Our molars are the strongest teeth in our mouths, being the stoutest and flattest teeth in our mouths.
We use our molars to grind food down, making it easier to swallow and digest.
Our teeth are a great asset to our bodies, not just for aesthetic beauty and asymmetrical smile, but also for functionality in eating and digesting food properly.
Taking care of our teeth is a daily battle that we must keep up with in order to ensure the safety and well-being of our oral health. Looking out for your teeth will help you avoid cavities, bad breath, and stained or discolored teeth.
Tooth discoloration comes in two forms; extrinsic and intrinsic.
Extrinsic teeth stains occur on the surface of your teeth and is the result of pigmented residue from food and drinks building up in the protein that covers the enamel of our teeth. This can happen from regular smoking, using tobacco products, drinking wine, coffee, tea, or sugary drinks.
Intrinsic teeth stains occur below the surface of the tooth and happen when particles that cause staining make their way into the tooth’s enamel and accumulate. Using fluoride excessively has been associated with intrinsic teeth stains, particularly in children.

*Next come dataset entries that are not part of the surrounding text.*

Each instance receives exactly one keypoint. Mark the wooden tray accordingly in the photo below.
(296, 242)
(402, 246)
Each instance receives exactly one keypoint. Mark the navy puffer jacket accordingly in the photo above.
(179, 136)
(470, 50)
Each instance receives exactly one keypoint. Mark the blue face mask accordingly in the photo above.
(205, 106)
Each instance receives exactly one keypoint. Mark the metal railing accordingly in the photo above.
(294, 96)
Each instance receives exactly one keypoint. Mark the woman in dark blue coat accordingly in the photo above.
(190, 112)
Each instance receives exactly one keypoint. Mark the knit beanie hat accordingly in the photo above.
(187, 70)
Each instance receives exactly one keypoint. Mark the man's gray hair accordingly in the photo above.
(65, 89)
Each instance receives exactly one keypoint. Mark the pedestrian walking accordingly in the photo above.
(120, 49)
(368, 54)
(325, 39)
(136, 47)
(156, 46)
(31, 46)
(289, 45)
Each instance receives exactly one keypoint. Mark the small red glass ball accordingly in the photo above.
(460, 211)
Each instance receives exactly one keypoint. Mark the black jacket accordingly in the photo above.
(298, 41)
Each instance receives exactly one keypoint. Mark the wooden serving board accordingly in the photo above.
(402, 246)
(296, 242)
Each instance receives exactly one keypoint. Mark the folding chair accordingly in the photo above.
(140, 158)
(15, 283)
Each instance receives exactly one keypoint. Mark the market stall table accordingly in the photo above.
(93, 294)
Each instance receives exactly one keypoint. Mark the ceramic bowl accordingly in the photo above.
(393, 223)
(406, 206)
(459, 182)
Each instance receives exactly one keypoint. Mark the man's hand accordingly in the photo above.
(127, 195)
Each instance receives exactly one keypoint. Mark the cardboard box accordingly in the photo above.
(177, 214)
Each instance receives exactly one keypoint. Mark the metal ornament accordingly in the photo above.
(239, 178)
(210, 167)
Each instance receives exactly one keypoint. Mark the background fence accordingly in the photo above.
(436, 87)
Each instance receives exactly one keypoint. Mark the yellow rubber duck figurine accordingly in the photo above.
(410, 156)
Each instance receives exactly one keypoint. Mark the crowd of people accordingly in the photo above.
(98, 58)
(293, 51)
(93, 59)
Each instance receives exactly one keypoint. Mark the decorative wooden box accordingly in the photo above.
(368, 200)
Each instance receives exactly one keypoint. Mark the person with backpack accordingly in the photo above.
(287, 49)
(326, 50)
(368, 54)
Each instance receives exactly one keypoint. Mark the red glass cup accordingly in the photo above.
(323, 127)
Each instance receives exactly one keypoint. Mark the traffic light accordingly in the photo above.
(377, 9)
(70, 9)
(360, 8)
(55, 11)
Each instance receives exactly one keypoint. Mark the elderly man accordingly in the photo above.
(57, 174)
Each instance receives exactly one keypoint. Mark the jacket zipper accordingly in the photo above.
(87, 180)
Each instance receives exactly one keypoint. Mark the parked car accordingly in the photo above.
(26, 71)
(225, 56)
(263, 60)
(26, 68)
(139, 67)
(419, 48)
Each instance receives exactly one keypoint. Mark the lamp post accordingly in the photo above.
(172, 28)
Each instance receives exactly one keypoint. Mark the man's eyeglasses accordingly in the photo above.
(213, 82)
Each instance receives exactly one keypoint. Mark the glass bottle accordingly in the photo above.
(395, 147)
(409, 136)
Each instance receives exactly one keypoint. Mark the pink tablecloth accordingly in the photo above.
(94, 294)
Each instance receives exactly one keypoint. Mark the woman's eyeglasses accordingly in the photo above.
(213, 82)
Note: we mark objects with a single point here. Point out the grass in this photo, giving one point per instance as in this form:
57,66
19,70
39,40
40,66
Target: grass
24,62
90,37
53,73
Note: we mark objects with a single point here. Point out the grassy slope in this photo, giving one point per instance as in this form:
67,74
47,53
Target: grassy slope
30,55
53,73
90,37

There are a few basic things we can do to try and keep our teeth healthy and clean. The first and most important one of these things is brushing our teeth. Make sure you brush your teeth twice a day, once in the morning and once in the evening. This is one of the surest ways to keep your teeth clean.
Teeth brushing is closely followed by flossing. Flossing is also incredibly important, since it’s not really possible to get rid of all the food residue that gets stuck between and underneath our teeth after eating. Flossing once a day should be sufficient to keep your teeth free of food particles that would otherwise start to rot and give you bad breath, as well as heighten the risk of cavities.
Watching what you eat and put in your mouth is also very important. Smoking wears down the enamel on our teeth and is definitely a leading cause of discolored teeth. Drinking too much coffee, caffeinated tea, or soft drinks will also damage our teeth. Eating candies or a lot of food that’s high in sugar content is also dangerous for our teeth and should be minimized. And try not to bite down on very hard or cold surfaces, like ice for example.
If you stick to these guidelines and make the least bi-annual visits to the dentist for check-ups and cleaning the plaque off your teeth, your teeth should stay healthy and clean.